Eric Schmidt’s trip to North Korea raised a few eyebrows, with the Google chairman’s mission to push the open-internet prompting no small amount of speculation; now, thanks to separate accounts from Schmidt and his daughter, we get a glimpse of what went on. Of the two reports, that of the senior Schmidt is the more political while the piece by his daughter, Sophie is arguably more interesting, taking a broader view on the at-times unusual atmosphere in the fiercely private country. “Nothing I’d read or heard beforehand really prepared me for what we saw” she says of the visit.
“Overall, the technology in North Korea is very limited right now” Eric Schmidt opens with, highlighting the single 3G network – which lacks data service – and the presence of a supervised internet connection and a North Korea intranet. “It would be very easy for them to turn the internet on for this 3G network” the Google exec suggests, somewhat ambitiously, continuing that “it would be easy to connect these [internet/intranet] networks to the global internet.”
Meanwhile, Schmidt also highlighted the North Korean’s development progress in open-source software and hardware, something which he says made “obvious to us that access to the internet and all of this was possible for the government, the military, and universities, but not for the general public.”

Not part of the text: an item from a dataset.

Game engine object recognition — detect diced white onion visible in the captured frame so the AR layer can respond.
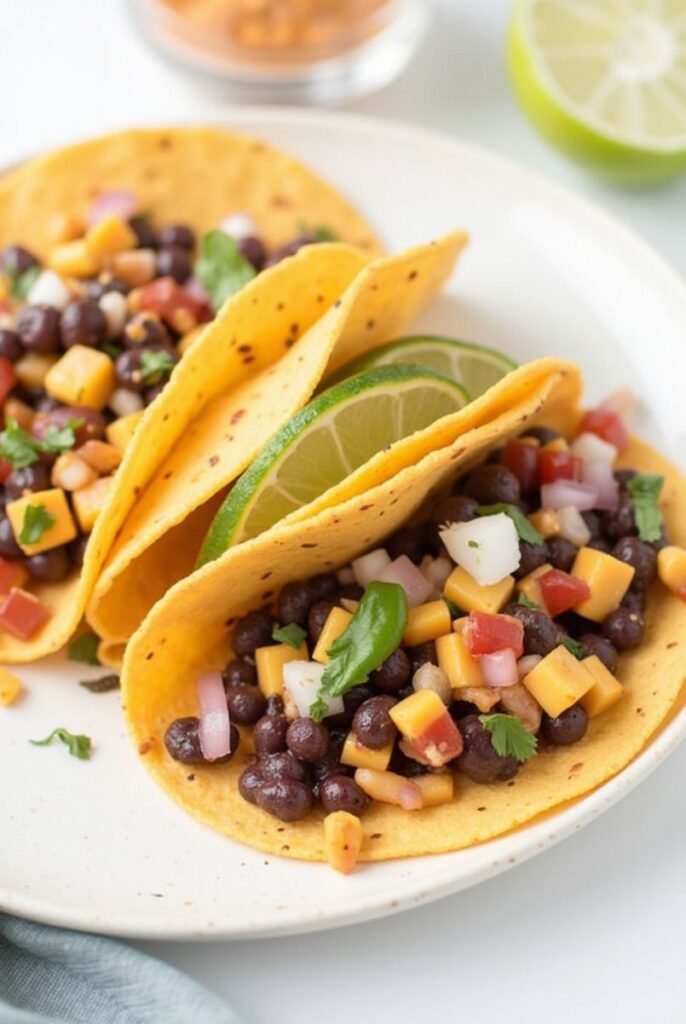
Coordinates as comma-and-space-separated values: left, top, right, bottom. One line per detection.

Sophie Schmidt, meanwhile, gives a more day-to-day account of the trip. “ Ours was the first American delegation in over a year, and the North Koreans we met were unfailingly polite and engaging, even excited to meet with us (particularly Eric)” she writes, though all on the visit had been “told well ahead of time to assume that everything was bugged: phones, cars, rooms, meetings, restaurants and who knows what else.”

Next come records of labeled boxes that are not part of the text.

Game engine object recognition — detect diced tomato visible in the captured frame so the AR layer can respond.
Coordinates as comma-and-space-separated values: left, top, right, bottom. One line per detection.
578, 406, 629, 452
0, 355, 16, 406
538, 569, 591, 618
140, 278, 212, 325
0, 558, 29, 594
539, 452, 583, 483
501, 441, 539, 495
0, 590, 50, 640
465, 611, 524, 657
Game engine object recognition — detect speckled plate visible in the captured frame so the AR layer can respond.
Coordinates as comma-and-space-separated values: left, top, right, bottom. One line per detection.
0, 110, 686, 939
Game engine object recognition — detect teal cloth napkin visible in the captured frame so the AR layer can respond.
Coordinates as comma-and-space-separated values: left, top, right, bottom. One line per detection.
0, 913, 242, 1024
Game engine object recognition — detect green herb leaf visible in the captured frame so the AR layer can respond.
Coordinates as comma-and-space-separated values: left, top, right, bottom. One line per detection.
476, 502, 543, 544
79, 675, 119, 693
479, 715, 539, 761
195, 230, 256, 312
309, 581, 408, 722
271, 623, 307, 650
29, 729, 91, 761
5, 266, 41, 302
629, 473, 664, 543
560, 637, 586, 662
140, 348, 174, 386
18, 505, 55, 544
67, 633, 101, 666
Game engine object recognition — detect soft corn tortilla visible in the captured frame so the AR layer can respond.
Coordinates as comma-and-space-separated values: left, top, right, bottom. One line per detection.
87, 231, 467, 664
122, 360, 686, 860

“On tour at the Korea Computer Center (a deranged version of the Consumer Electronics Show), they demo’d their latest invention: a tablet, running on Android, that had access to the real Internet. Whether anyone, beyond very select students, high-ranking officials or occasional American delegation tourists, actually gets to use it is unknowable. We also saw virtual-reality software, video chat platform, musical composition software (?) and other random stuff … What’s so odd about the whole thing is that no one in North Korea can even hope to afford the things they showed us. And it’s not like they’re going to export this technology. They’re building products for a market that doesn’t exist” Sophie Schmidt
Despite the differing focuses of the two accounts, both converge at roughly the same conclusion: that connectivity, and the internet specifically, is essential if North Korea wants to have any sort of reasonable future. “As the world becomes increasingly connected, the North Korean decision to be virtually isolated is very much going to affect their physical world and their economic growth” Eric Schmidt argues. “It will make it harder for them to catch up economically.”
As for his daughter, she seems more hopeful that the internet age is finally coming to the country. “They seemed to acknowledge that connectivity is coming, and that they can’t hope to keep it out” she writes. “Indeed, some seemed to understand that it’s only with connectivity that their country has a snowball’s chance in hell of keeping up with the 21st century.”